Stemming is an old technique which has it uses for certain applications - usually simple. Modern pre-processing techniques makes use of Byte Pair Encoding and other algorithms to create tokens (usually subwords).
So, if you are playing around with the toy problem, then decision to stem or not to stem would come from simple trials (are your results better or not). But if you are trying to solve some complex NLP problem, stemming most probably is not a solution.

Another question that you have is whether to use pre-trained embeddings or not. The answer again depends on your application. But one important thing to understand that embeddings are an integral part of the model - in other words, you cannot take embeddings from one model and use it another with different goals and architecture they were designed for.
So, again, if you’re just playing around with Glove embeddings to find some correlations or whatever, then you can use them with caution (do not try to see things after the analysis; on the contrary, first have a hypothesis only then check if it’s true). And, if you are building a more sophisticated application, you could use something like BERT. Note that the tokenizer is already fixed but you can fine-tune the model for your application (an explanation on BERT embeddings).

Cheers

Thank you for your reply and the links you provided.

Some follow up questions.

I get that stemming and using pre-trained embeddings (or embeddings in general) are two separate topics.

And I get from your answer that using both together might not be common. But my original question was more about understanding the potential scenario of wanting to stem and also use a pre-trained word embedding like Glove. I remember seeing some code samples in Kaggle, that I can’t find anymore, where an embedding layer was created using the Glove embeddings. The way this was done was by placing the word vector coefficients at specific indexes in the matrix. The indexes were the tokens assigned by the Tokenizer from TensorFlow.

It was this, that made me link the stemming and the construction of that embedding layer, since the word keys from Glove are not stemmed.

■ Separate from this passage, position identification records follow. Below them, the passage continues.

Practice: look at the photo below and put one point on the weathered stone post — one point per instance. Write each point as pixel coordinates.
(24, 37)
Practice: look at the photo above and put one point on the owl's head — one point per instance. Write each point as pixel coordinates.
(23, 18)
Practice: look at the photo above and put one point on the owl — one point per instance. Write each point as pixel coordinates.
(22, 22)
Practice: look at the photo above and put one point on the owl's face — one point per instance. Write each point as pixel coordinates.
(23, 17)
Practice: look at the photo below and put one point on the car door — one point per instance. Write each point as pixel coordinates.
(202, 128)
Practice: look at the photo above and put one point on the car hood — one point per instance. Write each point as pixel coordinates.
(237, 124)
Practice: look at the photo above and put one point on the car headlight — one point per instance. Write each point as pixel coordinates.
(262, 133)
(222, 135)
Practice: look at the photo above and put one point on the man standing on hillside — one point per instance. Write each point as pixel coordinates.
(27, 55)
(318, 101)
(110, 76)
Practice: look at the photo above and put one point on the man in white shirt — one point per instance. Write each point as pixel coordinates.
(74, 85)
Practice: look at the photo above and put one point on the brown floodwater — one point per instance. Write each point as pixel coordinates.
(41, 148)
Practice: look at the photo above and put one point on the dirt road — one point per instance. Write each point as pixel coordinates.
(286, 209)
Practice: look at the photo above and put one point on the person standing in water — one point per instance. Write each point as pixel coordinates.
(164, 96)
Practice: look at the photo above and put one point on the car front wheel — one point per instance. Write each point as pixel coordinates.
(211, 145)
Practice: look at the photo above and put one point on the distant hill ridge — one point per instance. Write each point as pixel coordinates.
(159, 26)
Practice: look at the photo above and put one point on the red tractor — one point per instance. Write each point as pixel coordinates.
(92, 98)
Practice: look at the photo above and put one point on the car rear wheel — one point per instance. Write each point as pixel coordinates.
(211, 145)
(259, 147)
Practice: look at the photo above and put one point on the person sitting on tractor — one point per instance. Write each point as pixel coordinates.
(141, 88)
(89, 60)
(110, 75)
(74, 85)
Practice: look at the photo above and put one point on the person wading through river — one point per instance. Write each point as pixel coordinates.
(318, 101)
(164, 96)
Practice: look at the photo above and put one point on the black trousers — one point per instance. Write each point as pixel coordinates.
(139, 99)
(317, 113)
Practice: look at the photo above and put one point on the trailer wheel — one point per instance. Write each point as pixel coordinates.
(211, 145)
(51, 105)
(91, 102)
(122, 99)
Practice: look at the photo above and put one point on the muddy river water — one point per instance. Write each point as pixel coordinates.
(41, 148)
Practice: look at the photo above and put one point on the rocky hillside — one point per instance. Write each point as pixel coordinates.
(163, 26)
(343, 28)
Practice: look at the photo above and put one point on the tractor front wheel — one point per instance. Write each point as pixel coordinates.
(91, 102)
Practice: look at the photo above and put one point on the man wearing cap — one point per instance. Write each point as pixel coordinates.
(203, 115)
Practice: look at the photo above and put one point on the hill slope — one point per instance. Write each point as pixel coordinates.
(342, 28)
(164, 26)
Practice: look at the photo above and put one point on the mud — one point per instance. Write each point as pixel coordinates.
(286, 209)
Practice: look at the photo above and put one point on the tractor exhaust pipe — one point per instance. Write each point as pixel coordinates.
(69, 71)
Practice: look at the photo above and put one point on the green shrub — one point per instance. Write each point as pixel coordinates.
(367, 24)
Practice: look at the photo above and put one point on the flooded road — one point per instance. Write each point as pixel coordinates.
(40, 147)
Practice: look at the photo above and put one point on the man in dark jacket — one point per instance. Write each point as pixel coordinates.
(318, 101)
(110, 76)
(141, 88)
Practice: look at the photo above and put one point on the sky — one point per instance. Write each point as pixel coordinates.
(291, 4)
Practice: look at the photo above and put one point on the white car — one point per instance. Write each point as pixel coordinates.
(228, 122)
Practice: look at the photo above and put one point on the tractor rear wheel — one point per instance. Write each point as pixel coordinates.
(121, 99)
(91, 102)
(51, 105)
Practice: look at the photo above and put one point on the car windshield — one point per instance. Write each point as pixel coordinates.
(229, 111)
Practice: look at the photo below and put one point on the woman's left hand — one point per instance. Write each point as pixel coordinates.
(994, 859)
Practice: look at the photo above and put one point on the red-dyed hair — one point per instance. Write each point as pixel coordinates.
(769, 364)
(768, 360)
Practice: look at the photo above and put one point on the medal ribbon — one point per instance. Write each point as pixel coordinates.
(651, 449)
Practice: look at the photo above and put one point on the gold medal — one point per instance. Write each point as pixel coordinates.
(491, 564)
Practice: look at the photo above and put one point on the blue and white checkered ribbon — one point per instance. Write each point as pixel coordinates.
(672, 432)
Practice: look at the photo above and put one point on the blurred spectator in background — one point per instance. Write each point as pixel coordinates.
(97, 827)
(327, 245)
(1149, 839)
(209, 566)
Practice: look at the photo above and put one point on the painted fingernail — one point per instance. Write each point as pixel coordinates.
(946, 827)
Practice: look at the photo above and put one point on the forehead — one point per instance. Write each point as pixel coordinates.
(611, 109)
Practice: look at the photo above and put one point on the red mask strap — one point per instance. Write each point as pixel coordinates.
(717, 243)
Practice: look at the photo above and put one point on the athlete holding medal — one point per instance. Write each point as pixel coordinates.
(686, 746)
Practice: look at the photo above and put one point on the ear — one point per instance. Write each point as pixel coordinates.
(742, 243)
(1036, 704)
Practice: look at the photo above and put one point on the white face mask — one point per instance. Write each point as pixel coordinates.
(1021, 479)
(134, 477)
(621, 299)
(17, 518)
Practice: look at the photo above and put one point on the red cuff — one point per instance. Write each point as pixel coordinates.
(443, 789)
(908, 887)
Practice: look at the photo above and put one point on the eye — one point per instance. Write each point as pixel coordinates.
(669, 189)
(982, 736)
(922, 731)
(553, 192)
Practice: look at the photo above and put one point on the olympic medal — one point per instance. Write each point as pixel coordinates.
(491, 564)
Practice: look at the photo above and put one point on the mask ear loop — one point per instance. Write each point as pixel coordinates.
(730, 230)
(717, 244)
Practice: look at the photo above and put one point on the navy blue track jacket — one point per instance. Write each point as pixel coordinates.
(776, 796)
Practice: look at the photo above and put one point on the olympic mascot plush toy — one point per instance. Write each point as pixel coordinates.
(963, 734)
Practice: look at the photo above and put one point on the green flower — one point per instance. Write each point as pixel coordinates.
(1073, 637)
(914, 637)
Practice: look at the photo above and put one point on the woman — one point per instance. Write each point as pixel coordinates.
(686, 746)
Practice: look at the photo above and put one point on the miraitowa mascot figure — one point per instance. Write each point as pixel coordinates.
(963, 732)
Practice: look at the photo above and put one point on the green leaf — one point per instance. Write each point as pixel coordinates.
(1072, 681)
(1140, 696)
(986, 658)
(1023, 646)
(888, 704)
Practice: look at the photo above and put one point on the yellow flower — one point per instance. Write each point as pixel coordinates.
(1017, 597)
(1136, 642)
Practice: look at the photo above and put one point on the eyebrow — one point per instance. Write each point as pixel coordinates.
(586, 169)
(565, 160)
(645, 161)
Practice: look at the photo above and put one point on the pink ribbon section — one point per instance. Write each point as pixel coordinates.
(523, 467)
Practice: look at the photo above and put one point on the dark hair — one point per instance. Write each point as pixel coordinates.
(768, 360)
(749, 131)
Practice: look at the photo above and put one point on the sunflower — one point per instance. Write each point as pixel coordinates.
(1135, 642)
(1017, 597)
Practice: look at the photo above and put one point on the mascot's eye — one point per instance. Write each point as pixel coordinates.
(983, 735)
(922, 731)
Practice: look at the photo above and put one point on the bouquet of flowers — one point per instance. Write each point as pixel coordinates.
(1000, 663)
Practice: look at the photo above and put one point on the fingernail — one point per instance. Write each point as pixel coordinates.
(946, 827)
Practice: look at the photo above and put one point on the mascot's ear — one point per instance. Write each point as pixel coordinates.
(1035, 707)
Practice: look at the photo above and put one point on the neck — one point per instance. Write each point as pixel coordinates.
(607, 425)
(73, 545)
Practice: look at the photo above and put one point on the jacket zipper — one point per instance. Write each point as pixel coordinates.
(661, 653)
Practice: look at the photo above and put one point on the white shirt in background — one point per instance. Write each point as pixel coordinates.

It is worth mentioning that this example was not stemming, thus my question of what should be done if the two were to be used together, or if they were never used together.

Regarding your comment

you cannot take embeddings from one model and use it another with different goals and architecture they were designed for.
Blockquote

I was referring to a pre-trained embedding layer, not to be further modified during the training of my model. That should be OK, right?

Cheers

The saying goes: never say never :slight_smile: but in this case it is close to never. Glove embeddings are not context dependent which means that what the words can represent are very constrained. On top of that stemming would constrain the representations even further while loosing the information and saving only a small amount of space (a bit smaller vocabulary).
To better understand what I’m saying, it is better to make things concrete by an example. - in Glove, the embedding of the word “bank” is the same for “river bank” and “bank account” which means that the embedding is lacking some information about the word. Now think of what happens when you stem the word “banking” - it becomes the word “bank”, which further reduces the information the model can have - it cannot distinguish between “banking” and “bank”.
In other words, you would loose much more than you would gain. The model would start poorly after stemming and would converge to an eventually inferior (in performance) model.

I’m not sure I understand your question.
There are different fine-tuning techniques. You can fine-tune only some layers (including the embedding layer, or only the embedding layer), you can fine-tune all layers (including the embedding layer) or you can fine-tune additional layers (leaving the embedding layer and other original layers frozen) and also other fine-tuning techniques. So it depends on case by case.

Cheers

Thank you for your answer @arvyzukai !! I hadn’t noticed the new reply.